Newswise — It’s hard to be two things at once. But people aren’t the only ones with this problem - animals face it too. In many cases, the reason is what biologists call “tradeoffs”: being good at one task may mean having traits that get in the way of accomplishing others. Tradeoffs are especially common in the different ways that animals move. For example, just like boats, swimming animals can have a hard time being both stable (resisting being knocked off course) and maneuverable (turning and navigating around obstacles). Many fishes have flexible bodies that help them succeed in both jobs, but many animals have more rigid bodies like boats. Animals with rigid bodies like boats should be more stable than maneuverable, but have had less study. Are there ways that such animals can break the mold and avoid tradeoffs?

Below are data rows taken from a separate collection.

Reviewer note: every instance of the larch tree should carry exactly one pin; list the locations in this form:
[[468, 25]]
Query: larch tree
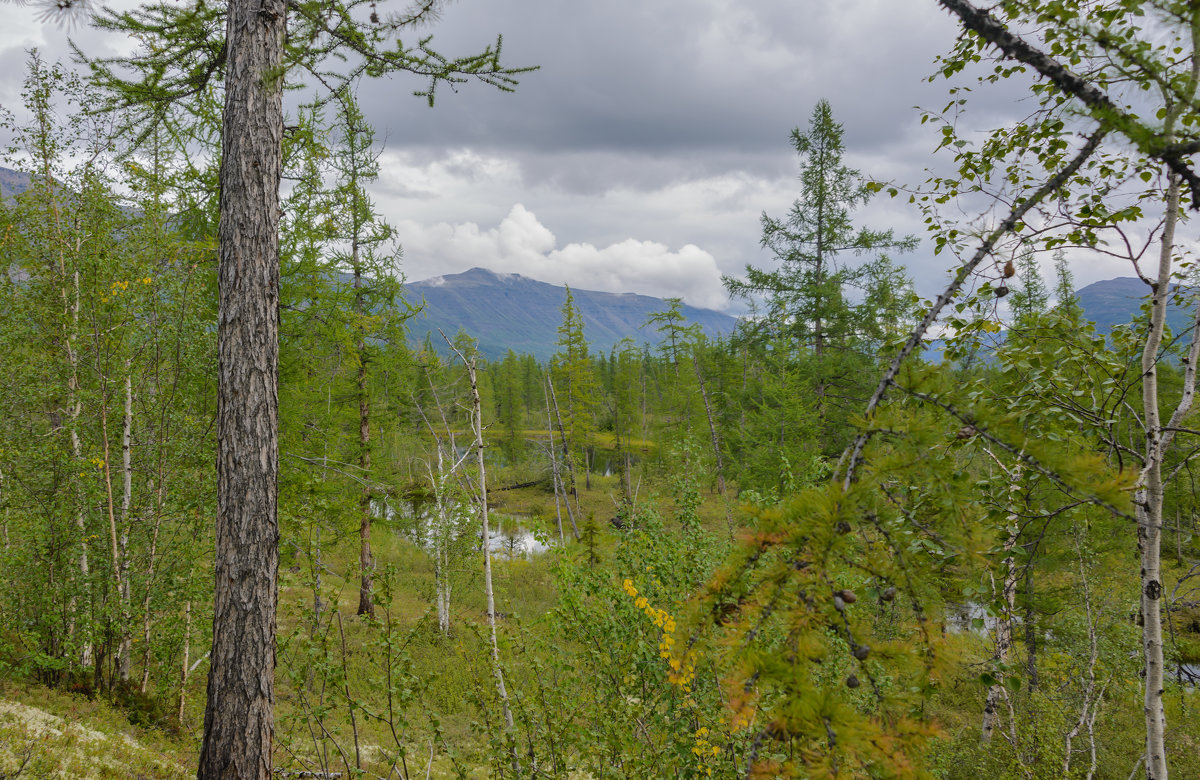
[[252, 49], [808, 310]]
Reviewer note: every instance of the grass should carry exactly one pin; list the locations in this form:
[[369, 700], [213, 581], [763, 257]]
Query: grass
[[49, 735]]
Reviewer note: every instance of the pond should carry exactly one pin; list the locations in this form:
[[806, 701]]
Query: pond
[[509, 537]]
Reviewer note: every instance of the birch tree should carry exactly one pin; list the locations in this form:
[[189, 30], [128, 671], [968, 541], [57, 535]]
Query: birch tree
[[262, 47]]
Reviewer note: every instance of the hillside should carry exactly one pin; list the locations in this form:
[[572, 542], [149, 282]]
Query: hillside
[[509, 311], [12, 183], [1115, 301]]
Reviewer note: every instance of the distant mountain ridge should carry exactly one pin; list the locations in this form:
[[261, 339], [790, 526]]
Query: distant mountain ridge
[[509, 311], [12, 183], [1116, 301]]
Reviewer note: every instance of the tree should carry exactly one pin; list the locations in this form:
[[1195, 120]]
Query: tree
[[571, 367], [805, 300], [183, 54]]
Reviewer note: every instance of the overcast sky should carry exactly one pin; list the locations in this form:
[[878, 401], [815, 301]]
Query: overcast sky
[[641, 155]]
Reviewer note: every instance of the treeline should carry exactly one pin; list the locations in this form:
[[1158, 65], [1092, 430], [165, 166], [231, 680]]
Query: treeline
[[798, 551]]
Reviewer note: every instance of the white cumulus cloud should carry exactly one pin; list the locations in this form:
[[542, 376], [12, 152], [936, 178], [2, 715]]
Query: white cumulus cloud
[[521, 244]]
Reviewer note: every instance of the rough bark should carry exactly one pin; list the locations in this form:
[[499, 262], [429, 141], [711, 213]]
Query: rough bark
[[238, 718]]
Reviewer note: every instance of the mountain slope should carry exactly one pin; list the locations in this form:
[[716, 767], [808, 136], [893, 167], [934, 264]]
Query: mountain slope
[[12, 183], [509, 311], [1116, 301]]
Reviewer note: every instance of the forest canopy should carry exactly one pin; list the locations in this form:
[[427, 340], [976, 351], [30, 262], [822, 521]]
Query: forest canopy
[[815, 547]]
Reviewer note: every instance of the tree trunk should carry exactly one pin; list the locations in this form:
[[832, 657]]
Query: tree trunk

Christopher Mayerl and colleagues examined this question by comparing swimming stability and turning in two different species of aquatic turtles with rigid bodies: the painted turtle, Chrysemys picta, and the pink-bellied sideneck turtle, Emydura subglobosa.  Their first step was to train turtles to chase worms that were pulled through a mechanical maze. Once this was done, they filmed the turtles using high-speed video and measured how stable they were and how good they were at turning.

Mayerl and colleagues found that the sideneck turtle was both more stable, and better at turning, than the painted turtle. The keys to how it avoided the tradeoff they expected involved differences in both body shape and behavior between the species. Sidenecks had larger hands and feet than the painted turtle, improving their ability to produce forces in water. Sideneck turtles also used faster limb movements during turning, and moved their limbs through smaller arcs during stability trials, helping to improve performance in both tasks. These results highlight how the structure and behavior of animals interact to determine how they perform in the environment. In addition, finding that rigid animals also have ways to avoid tradeoffs between stability and maneuverability could help aid designs of rigid vehicles made by humans.